The analysis of such complex spatial and dynamic spatial structures is one of the key aspects underlying the creativity of advanced thinking. Creative learning is a key aspect of the human thought processes that crosses many domains of neural functioning (Gardner, 1982; Glover et al., 1989; Csikszentmihalyi, 1997). The role of emotional evaluation in the cognitive processes underlying creativity has been emphasized by Damásio (1994), a theme that he has elaborated into other domains of human endeavor in subsequent work. Indeed, Dietrich (2004) has proposed that there are four basic types of creative learning, each mediated by a distinctive neural circuit. Creativity may arise either from a basis of deliberate control or from spontaneous generation. When the result of deliberate control, the prefrontal cortex instigates the creative process; the spontaneous generation may arise from activation of the temporal cortex. Both processing modes, deliberate and spontaneous, can guide neural computation in structures that contribute emotional content and in those that provide cognitive analysis, yielding the four basic types of creativity. This theoretical framework systematizes the interaction between knowledge and creative thinking, and how the nature of this relationship changes as a function of domain and age.
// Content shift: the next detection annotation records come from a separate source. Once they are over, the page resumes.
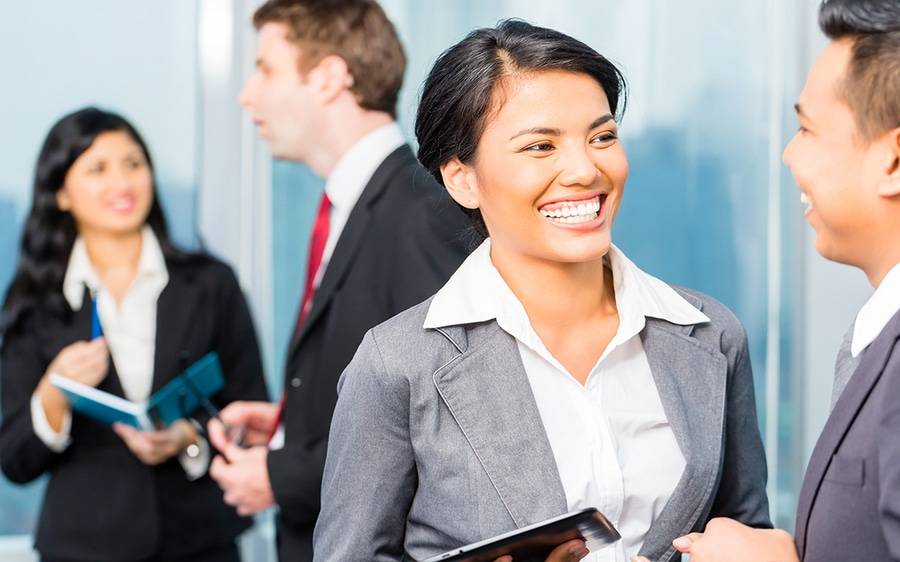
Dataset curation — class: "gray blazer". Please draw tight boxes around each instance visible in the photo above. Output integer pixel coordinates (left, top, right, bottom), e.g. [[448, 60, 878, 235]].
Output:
[[314, 291, 770, 562], [796, 312, 900, 562]]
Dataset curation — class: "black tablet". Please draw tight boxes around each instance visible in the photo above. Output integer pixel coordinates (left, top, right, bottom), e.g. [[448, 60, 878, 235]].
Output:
[[425, 507, 621, 562]]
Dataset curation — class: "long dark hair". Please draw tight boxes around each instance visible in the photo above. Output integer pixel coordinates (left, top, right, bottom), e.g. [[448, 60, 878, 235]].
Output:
[[0, 107, 193, 335], [416, 19, 625, 236]]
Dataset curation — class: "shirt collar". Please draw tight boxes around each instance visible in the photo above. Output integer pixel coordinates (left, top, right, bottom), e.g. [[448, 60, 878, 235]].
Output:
[[423, 239, 710, 332], [63, 226, 169, 310], [850, 263, 900, 357], [325, 122, 406, 213]]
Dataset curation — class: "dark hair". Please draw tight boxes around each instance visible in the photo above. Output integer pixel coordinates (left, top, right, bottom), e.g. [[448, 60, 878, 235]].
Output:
[[819, 0, 900, 140], [253, 0, 406, 117], [416, 19, 625, 236], [0, 107, 193, 334]]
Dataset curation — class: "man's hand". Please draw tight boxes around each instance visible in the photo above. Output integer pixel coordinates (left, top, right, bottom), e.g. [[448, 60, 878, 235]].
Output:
[[208, 401, 280, 451], [209, 438, 275, 516], [494, 539, 588, 562], [113, 420, 197, 466], [672, 517, 800, 562]]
Defining art as a communicative system that conveys ideas and concepts explaining why it is possible for the same brain structures that supports other cognitive functions such as human language to be involved in arts such as music or drawing. This characterization presuppose millions of years of brain evolution and biological adaptive strategies. As a multidisciplinary communicative system, the arts provide an ideal platform for learning about the pleasure of knowing, which in turn provides the motivational inspiration to explore further, to ask questions, analyze and synthesize, and engage in convergent and divergent thinking.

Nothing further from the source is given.